Master of Science Thesis

Department of Computer Science

Lund Institute of Technology

Real-time Video Effects

Using Programmable Graphics Cards

Videoeffekter i realtid med programmerbara grafikkort

Klas Skogmar <>

Supervisor:

Lennart Ohlsson <>

Abstract

The thesis treats the use of modern consumer graphics cards for doing real-time manipulations with high-resolution video.

A demo program was developed for color correcting video using the graphics card instead of using the processor. The demo program shows the abilities of this method for doing image-specific tasks.

Other programs were also used to test this method’s performance of rendering video to the screen, and to test the transfer rate between the card and the processor.

My conclusion is that this is something that has a great potential, but the transfer speed from the graphics card to the memory has to be improved. This is a software issue, but this problem is about to be resolved with driver updates. Already driver updates have enhanced the performance by several hundred percent.

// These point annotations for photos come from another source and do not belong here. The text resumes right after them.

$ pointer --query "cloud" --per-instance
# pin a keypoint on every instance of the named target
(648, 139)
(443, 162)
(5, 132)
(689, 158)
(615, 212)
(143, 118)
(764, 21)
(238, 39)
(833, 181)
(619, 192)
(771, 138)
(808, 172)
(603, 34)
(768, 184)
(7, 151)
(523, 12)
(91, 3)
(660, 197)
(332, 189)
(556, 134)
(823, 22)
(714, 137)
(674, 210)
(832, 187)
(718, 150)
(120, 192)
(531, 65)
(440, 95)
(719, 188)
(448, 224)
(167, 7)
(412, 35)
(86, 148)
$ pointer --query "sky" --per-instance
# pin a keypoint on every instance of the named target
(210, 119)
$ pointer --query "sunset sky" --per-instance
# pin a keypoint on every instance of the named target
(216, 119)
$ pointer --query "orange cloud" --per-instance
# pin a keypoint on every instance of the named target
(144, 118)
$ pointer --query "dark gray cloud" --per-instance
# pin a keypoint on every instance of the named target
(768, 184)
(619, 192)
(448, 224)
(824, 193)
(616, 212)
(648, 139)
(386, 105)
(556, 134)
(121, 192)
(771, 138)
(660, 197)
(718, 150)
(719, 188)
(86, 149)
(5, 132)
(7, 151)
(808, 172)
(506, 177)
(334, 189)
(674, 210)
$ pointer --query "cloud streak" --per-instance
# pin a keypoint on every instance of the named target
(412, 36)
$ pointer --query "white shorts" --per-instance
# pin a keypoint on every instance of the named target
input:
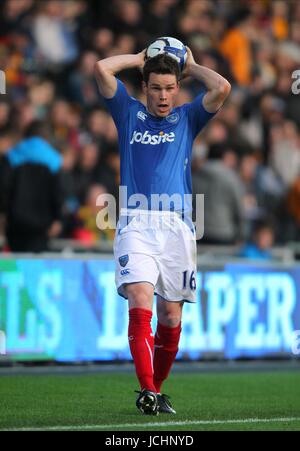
(161, 251)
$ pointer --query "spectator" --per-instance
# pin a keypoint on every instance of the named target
(86, 229)
(260, 246)
(30, 191)
(224, 213)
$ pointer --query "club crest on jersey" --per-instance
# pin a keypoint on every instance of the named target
(141, 115)
(124, 260)
(173, 118)
(153, 140)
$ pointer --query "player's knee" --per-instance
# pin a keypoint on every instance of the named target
(169, 319)
(139, 297)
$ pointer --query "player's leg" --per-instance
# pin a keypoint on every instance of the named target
(166, 345)
(141, 342)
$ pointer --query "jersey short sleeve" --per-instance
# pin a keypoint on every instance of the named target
(119, 104)
(197, 114)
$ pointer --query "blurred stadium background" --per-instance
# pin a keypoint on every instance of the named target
(62, 305)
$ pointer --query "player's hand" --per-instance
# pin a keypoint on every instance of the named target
(142, 59)
(189, 62)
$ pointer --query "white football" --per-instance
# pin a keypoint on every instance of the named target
(171, 46)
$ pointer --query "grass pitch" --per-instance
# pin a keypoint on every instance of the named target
(217, 401)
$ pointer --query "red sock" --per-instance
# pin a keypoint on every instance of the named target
(165, 350)
(141, 342)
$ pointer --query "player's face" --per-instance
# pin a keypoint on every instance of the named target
(161, 92)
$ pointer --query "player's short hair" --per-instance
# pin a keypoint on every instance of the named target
(161, 64)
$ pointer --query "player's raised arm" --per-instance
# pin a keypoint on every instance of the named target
(218, 88)
(106, 69)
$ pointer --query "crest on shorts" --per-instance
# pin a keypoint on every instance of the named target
(124, 260)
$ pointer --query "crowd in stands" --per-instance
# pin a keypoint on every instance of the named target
(246, 162)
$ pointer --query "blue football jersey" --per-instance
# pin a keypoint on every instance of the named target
(156, 152)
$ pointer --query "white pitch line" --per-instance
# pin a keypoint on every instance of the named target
(108, 427)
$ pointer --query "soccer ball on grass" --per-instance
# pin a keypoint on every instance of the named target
(171, 46)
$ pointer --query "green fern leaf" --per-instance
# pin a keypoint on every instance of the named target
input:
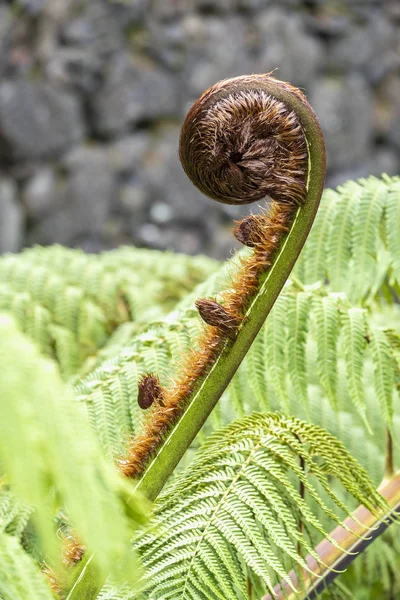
(393, 224)
(354, 340)
(297, 318)
(327, 330)
(365, 237)
(383, 372)
(20, 578)
(238, 501)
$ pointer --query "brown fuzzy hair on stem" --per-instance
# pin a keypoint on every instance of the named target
(217, 316)
(149, 391)
(238, 144)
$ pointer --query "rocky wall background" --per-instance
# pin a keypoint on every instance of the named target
(92, 93)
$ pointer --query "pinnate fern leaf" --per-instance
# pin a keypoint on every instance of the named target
(20, 577)
(50, 457)
(235, 512)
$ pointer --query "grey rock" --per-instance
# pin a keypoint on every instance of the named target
(364, 45)
(387, 110)
(33, 7)
(37, 120)
(75, 67)
(5, 22)
(128, 153)
(11, 222)
(132, 93)
(287, 46)
(217, 48)
(88, 193)
(95, 28)
(383, 161)
(40, 194)
(190, 240)
(344, 108)
(166, 10)
(134, 198)
(166, 181)
(209, 6)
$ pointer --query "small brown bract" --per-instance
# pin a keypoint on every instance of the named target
(149, 390)
(217, 316)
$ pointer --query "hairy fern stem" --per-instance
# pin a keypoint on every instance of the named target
(354, 542)
(244, 139)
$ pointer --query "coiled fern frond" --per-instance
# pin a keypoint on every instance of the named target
(233, 517)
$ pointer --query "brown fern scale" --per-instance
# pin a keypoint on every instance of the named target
(238, 144)
(149, 391)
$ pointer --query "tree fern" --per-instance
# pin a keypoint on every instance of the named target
(19, 576)
(235, 512)
(354, 242)
(50, 458)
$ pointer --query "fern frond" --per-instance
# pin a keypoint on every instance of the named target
(367, 219)
(339, 240)
(354, 340)
(392, 223)
(50, 457)
(327, 330)
(383, 372)
(239, 502)
(354, 241)
(20, 578)
(69, 302)
(297, 326)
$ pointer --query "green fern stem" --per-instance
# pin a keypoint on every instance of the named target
(216, 380)
(211, 386)
(362, 532)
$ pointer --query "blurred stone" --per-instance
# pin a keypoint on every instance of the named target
(166, 181)
(5, 22)
(166, 10)
(132, 93)
(12, 220)
(33, 7)
(134, 197)
(210, 6)
(127, 154)
(387, 110)
(217, 48)
(344, 108)
(37, 120)
(39, 194)
(364, 46)
(87, 196)
(286, 45)
(383, 161)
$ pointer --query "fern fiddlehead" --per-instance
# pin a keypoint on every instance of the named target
(244, 139)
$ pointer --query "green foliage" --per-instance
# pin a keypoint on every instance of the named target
(19, 576)
(329, 355)
(69, 302)
(234, 515)
(51, 459)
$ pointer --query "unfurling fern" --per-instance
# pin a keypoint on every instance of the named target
(233, 517)
(146, 357)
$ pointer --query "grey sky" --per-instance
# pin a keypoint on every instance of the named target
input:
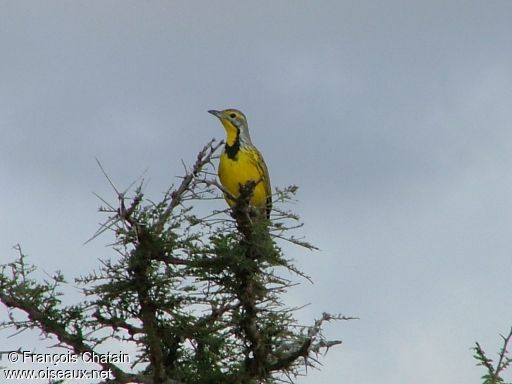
(392, 117)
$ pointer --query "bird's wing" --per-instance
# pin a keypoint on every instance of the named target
(258, 161)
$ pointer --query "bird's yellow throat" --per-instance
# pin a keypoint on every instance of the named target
(232, 133)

It is already a technique that is capable of enhancing the visualization of the modifications that are made. This is a sufficient reason for making programs that utilize the graphics card instead of the processor.


Contents

Real-time Video Effects 1

Using Programmable Graphics Cards 1

Abstract 2

1. Introduction 5

Background 5

Emergence of high resolution broadcasts 6

Higher dynamic range 7

Modifying video in real-time 8

The problems 8

2. Programmable graphics cards 10

3. Effects on the graphics card 12

Color correction 12

Masking 13

Color keying 14

Compositing 14

Transitions 14

Painting 15

3D-effects 15

Limitations 15

4. High resolution challenges 16

Disc space 17

Transfer speeds 17

Resolution limitations 18

Using the graphics card 18

5. Working practice 20

Scandvision Interview 20

6. Existing technology 23

Dedicated hardware 23

OpenGL:s Imaging subset 23

DirectX 9 24

Quicktime 25

ATI’s technologies 25

Nvidia’s technologies 25

CinePaint 25

7. Building media tools 27

Why create a demo program? 27

Building media tools using DirectShow and graphics cards 27

Accessing the graphics card 29

Transform filters 29

Connecting it with a graphical user interface 30

DirectShow-filter 30

The MFC GUI 31

Testing the program 32

8. Performance analysis 34

ATI's demo program 34

OpenEXR's EXRDisplay 35

Render to memory 36

Matt Craighead's test program 36

Test results 37

9. Conclusions 40

The potential of using the graphics card 40

The future 41

Appendix A – Formats 43

Open-EXR 43

DPX/Cineon 43

TIFF 44

DV 44

Digi-beta 44

HDTV 44

Appendix B – Graphics cards 45

Older cards 45

Nvidia's Geforce FX 45

ATI's R300 45

Bibliography 46

Books: 46

Papers: 46

Internet: 46

1. Introduction

The thesis will show how high-resolution, high dynamic range video can be modified in real-time using the new generation of programmable graphics cards.

Background

The need for computer aid in editing/color correcting film and video has been obvious since it was first made possible. Today there are relatively cheap solutions in real-time for DV resolutions (720x576 PAL/720x480 NTSC). For HDTV, the picture is different. Real-time solutions for editing/correcting HDTV cost around 200,000-300,000 USD. This thesis will try to determine if the new high quality programmable consumer graphics cards with programmable pixel and vertex shaders will be able to do HD video manipulating in real-time, or near real-time. The thesis will try to deliver a summary of the research and will also try to foresee some future developments.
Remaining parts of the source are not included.